Verglichen mit früheren Monaten scheinen die Proteste allerdings langsam zu erlahmen. Am Streik beteiligten sich etwa Bankangestellte oder Krankenhausärzte, doch eher zögerlich. Die U-Bahn wurde ganztägig bestreikt, bei den anderen Nahverkehrsmitteln kam es nur zu kürzeren Arbeitsniederlegungen. Am streikfreudigsten zeigten sich die Journalisten, sie traten am Dienstag und Mittwoch landesweit in einen 48-stündigen Ausstand. Die Bürger des Landes sind daher von aktuellen Nachrichten so gut wie abgeschnitten – auch, was die Verhandlungen mit der Troika betrifft.

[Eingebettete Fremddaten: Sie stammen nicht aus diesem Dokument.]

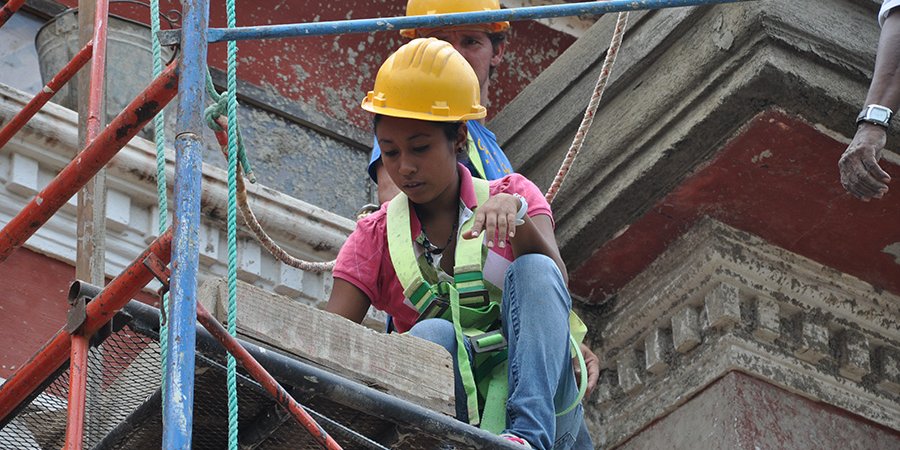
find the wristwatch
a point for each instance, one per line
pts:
(523, 209)
(875, 114)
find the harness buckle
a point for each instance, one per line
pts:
(436, 307)
(488, 342)
(474, 298)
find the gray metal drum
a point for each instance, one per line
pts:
(129, 59)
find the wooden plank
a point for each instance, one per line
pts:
(406, 367)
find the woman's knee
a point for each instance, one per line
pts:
(535, 272)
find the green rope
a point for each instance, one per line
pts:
(232, 227)
(159, 129)
(220, 108)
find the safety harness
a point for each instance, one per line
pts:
(473, 306)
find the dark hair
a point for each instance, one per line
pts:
(496, 40)
(451, 129)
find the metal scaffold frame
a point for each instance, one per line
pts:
(180, 244)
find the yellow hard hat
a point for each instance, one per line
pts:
(426, 79)
(430, 7)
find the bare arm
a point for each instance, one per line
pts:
(348, 301)
(496, 218)
(860, 173)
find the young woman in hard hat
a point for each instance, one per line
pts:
(451, 250)
(482, 45)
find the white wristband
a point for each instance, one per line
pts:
(523, 210)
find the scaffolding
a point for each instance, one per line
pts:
(180, 244)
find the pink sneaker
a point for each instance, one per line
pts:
(515, 439)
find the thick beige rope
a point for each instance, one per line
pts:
(250, 219)
(608, 63)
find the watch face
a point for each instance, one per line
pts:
(878, 114)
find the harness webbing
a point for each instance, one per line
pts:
(471, 310)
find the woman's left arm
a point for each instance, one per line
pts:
(496, 218)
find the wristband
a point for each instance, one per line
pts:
(523, 210)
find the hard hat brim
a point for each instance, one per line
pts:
(367, 105)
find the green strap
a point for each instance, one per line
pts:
(462, 358)
(582, 386)
(467, 272)
(494, 417)
(474, 157)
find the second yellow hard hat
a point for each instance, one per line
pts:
(429, 7)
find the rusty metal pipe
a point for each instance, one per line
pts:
(9, 9)
(256, 370)
(99, 311)
(98, 71)
(84, 166)
(38, 101)
(78, 374)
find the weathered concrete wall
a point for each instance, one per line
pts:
(739, 412)
(721, 300)
(687, 81)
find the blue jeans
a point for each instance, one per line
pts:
(535, 318)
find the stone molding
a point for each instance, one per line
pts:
(686, 81)
(48, 143)
(721, 300)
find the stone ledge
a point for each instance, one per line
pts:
(721, 300)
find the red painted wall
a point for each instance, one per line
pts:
(778, 180)
(332, 73)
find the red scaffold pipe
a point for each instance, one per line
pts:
(9, 9)
(78, 373)
(259, 373)
(98, 71)
(38, 101)
(87, 163)
(99, 311)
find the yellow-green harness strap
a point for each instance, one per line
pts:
(470, 309)
(467, 290)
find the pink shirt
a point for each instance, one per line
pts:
(365, 262)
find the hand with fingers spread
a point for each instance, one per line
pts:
(860, 173)
(496, 218)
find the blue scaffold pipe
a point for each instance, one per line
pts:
(182, 314)
(442, 20)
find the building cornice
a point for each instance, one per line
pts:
(721, 300)
(686, 81)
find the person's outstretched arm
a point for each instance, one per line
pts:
(860, 173)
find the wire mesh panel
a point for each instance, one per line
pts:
(122, 372)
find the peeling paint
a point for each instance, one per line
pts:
(893, 250)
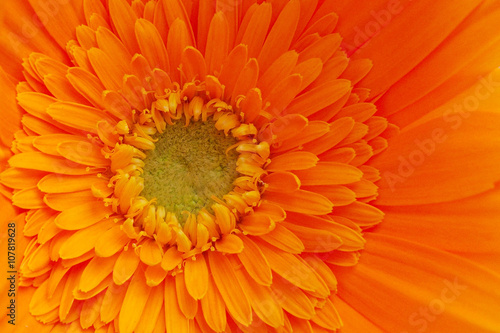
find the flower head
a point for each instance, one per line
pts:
(220, 166)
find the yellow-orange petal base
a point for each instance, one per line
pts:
(104, 257)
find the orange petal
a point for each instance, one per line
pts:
(82, 216)
(17, 178)
(392, 265)
(125, 266)
(292, 299)
(112, 302)
(213, 308)
(296, 160)
(279, 70)
(314, 240)
(87, 84)
(78, 116)
(175, 320)
(281, 182)
(83, 152)
(421, 156)
(83, 241)
(152, 45)
(96, 270)
(284, 239)
(55, 183)
(187, 304)
(123, 18)
(111, 241)
(255, 263)
(262, 300)
(246, 80)
(320, 97)
(110, 76)
(231, 68)
(152, 312)
(280, 36)
(300, 201)
(329, 173)
(281, 261)
(29, 198)
(150, 252)
(222, 271)
(217, 43)
(229, 243)
(134, 303)
(196, 276)
(193, 64)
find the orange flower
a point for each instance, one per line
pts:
(255, 166)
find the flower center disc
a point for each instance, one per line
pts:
(188, 166)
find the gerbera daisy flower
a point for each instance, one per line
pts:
(250, 166)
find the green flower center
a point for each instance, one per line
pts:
(188, 166)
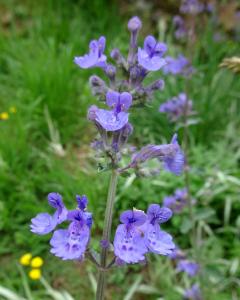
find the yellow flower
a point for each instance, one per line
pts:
(35, 274)
(36, 262)
(4, 116)
(25, 259)
(12, 109)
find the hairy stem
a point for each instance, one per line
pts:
(106, 235)
(186, 171)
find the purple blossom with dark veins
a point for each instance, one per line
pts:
(189, 267)
(44, 223)
(192, 7)
(118, 101)
(129, 242)
(71, 243)
(193, 293)
(82, 202)
(177, 107)
(180, 65)
(95, 57)
(174, 162)
(68, 243)
(151, 56)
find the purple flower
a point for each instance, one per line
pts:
(177, 254)
(175, 66)
(82, 202)
(177, 107)
(119, 101)
(179, 24)
(141, 233)
(129, 242)
(95, 57)
(174, 162)
(150, 57)
(159, 215)
(193, 293)
(68, 243)
(158, 241)
(44, 223)
(189, 267)
(191, 7)
(134, 24)
(71, 243)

Optimistischer Ministerpräsident
Dabei steht
Vieles auf dem Spiel. Es geht vor allem um ein neues dreijähriges
Rettungspaket in Höhe von 130 Mrd. Euro. Voraussetzung dafür ist
ein erfolgreich durchgeführter Anleihenaustausch (Schuldenschnitt),
an dem sich auch Privatgläubiger beteiligen sollen (PSI). Dadurch
sollen die Schulden des Landes um mindestens 100 Mrd. reduziert
werden. Sollte das missglücken, wäre Griechenland am 20. März
bankrott, dann laufen Anleihen in Höhe von über 14 Mrd. Euro aus.
Die in der vorigen Woche abgebrochenen Gespräche über den
Schuldenschnitt werden voraussichtlich am Donnerstag wieder
aufgenommen. Vor diesem Hintergrund gerät die Regierung unter
Loukas Papadimos immer stärker unter Druck. Im Eiltempo müssen nun
136 bisher geschlossene Berufe liberalisiert werden. Dazu gehören
nicht nur Spediteure, sondern auch Rechtsanwälte oder Friseure oder
Zeitungsverkäufer. Auf der Tagesordnung stehen auch die
Zusammenlegung öffentlicher Betriebe, Entlassungen im Staatssektor,
weitere Senkungen von Zusatzrenten und Lohnkürzungen auch in der
Privatwirtschaft.
Aufschwung der Linken
Ihren Niederschlag
findet diese Politik im Moment nicht so sehr in Form von Protesten,
sondern vor allem in Umfragen. Einer jüngsten Erhebung zufolge
würden die drei linken Parteien – die kommunistische KKE, das linke
Wahlbündnis Syriza und die Demokratische Linke (Dimar) – etwa 38 %
der Wählerstimmen erhalten. Gemeinsam könnten sie damit theoretisch
eine Regierung bilden. Wegen unüberwindbarer
Meinungsverschiedenheiten ist ein solches Szenarium aber nicht
realistisch. Profiteur der allgemeinen politischen Enttäuschung ist
vor allem die konservative Nea Dimokratia (ND). Sie konnte jüngst
wieder mit ihrer ablehnenden Haltung gegen neue Sparmaßnahmen und
weitere Kürzungen bei den Zusatzrenten punkten: Sie käme derzeit
auf 30,5 %. Damit erreichte die ND fast ihr Ergebnis des Jahres
2009 (33,47 %). Was damals als Desaster empfunden wurde, gilt heute
als ein Triumph.
Verlierer der Krise
Große Verliererin in der
Krise ist die PASOK, der die Wähler scharenweise davon laufen. Der
jüngsten Umfrage zufolge würden dieser Partei, die 2009 siegreich
mit 43,92 % der Stimmen ins Parlament eingezogen war, gerade noch
14 % ihre Stimmen gegeben. Das sind nur 0,5 % mehr als bei der erst
2010 gegründeten Dimar. Nicht wenige Sozialisten befürchten sogar
ein Auseinanderbrechen ihrer Partei. Um das Schlimmste zu
verhindern, soll nun ein neuer PASOK-Chef ans Ruder. Die Amtszeit
des derzeitigen Vorsitzenden Jorgos Papandreou ist offiziell
abgelaufen. Nachdem er im November vom Posten des
Ministerpräsidenten zurücktreten musste, blickt er – wie die
meisten Griechen – in eine eher düstere Zukunft.